James Fenimore Cooper’s The Pioneers, the first in his series of novels known as Leather-Stocking Tales, is about central New York and environs in the late 1700s and early 1800s. The time period of the book is 1793. Here’s a brief passage early on:
“There was a glittering in the atmosphere, as if it were filled with innumerable shining particles, and the noble bay horses that drew the sleigh were covered, in many parts, with a coat of hoar frost.” (p. 17, Penguin Classics edition 1988) At the bottom of the page, Cooper adds the following footnote: “Many of the American sleighs are elegant, though the use of this mode of conveyance is much lessened with the melioration of the climate, consequent on the clearing of the forests. [1832]”
What’s that, you say? “Melioration of the climate,” aka climate change?
In fact, the undercurrent of the book seems to be the tension between wilderness preservationists and wilderness tamers. On pp. 251 – 260, a group of men have gathered by moonlight to drag Lake Otsego for bass with a seine net.
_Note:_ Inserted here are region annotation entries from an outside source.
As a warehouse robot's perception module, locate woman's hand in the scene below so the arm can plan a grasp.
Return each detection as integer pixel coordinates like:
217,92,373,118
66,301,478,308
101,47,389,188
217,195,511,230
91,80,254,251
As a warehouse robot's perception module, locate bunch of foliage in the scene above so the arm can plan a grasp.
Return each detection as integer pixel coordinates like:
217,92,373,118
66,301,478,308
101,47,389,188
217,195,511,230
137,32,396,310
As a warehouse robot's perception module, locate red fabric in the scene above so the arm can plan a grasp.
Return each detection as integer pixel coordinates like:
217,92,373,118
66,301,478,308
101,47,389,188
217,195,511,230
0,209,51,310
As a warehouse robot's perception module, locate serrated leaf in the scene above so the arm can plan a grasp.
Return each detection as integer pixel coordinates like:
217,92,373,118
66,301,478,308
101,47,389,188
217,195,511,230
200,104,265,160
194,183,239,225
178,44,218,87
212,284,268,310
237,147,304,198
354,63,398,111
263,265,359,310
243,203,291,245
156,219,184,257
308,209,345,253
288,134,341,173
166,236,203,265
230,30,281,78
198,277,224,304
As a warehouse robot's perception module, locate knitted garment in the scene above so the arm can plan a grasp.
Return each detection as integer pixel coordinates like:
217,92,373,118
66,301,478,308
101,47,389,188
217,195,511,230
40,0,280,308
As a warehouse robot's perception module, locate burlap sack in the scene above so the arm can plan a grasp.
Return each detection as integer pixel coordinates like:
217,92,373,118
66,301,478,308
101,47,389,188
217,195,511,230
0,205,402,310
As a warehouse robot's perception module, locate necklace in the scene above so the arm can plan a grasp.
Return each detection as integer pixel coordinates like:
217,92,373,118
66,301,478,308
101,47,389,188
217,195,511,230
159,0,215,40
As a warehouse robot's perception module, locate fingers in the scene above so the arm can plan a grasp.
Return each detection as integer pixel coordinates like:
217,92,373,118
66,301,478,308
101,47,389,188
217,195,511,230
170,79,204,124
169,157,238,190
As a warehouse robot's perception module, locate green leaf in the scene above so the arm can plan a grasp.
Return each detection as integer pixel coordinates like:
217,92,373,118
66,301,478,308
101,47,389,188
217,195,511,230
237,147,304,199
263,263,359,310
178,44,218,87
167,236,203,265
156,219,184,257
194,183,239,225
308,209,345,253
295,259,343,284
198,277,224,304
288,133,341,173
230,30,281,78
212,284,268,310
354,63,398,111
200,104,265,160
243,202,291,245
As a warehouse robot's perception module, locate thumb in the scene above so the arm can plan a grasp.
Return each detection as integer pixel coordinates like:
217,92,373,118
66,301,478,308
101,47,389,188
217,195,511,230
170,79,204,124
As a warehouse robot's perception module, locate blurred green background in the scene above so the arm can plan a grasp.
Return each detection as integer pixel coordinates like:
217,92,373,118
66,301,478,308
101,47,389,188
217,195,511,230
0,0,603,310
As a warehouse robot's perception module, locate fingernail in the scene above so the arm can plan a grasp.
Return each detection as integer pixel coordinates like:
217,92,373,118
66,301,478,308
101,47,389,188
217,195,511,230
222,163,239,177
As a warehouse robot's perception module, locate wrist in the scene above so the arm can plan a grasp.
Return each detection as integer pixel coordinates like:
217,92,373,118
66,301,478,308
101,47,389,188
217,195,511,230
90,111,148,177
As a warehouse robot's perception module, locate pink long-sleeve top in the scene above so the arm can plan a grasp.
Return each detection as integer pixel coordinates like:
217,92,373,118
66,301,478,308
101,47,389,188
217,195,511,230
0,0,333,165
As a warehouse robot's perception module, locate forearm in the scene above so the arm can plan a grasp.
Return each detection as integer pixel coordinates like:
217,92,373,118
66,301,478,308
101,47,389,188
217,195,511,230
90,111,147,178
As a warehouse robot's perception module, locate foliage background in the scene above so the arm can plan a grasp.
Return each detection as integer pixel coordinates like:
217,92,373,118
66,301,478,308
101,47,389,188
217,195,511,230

While the owner of the land, Judge Marmaduke Templeton, watches them haul in the fish, he observes to his daughter Elizabeth:
“This is a fearful expenditure of the choicest gifts of Providence. These fish, Bess, which thou seest lying in such piles before thee, and which, by to-morrow evening, will be rejected food on the meanest table in Templeton, are of a quality and flavour that, in other countries, would make them esteemed a luxury on the tables of princes or epicures. The world has no better fish than the bass of Otsego: it unites the richness of the shad to the firmness of the salmon.”
“But surely, dear sir,” cried Elizabeth, “they must be a great blessing to the country, and a powerful friend to the poor.”
“The poor are always prodigal, my child, where there is plenty, and seldom think of a provision against the morrow. But if there can be any excuse for destroying animals in this manner, it is in taking the bass. During the winter, you know, they are entirely protected from our assaults by the ice, for they refuse the hook; and during the hot months, they are not seen. It is supposed they retreat to the deep and cool waters of the lake, at that season; and it is only in the spring and autumn, that, for a few days, they are to be found, around the points where they are within the reach of a seine. But, like all the other treasures of the wilderness, they already begin to disappear, before the wasteful extravagance of man.” (p. 259)
Shortly afterward, Elizabeth comments: “Observe the countenance of that wood-chopper, while he exults in presenting a larger fish than common to my cousin Sheriff; and see, Louisa, how handsome and considerate my dear father looks, by the light of that fire, where he stands viewing the havoc of the game. He seems melancholy, as if he actually thought a day of retribution was to follow this hour of abundance and prodigality!” (p. 262)
Cooper was a voice crying in the wilderness. And take care, for it would seem our hour is up.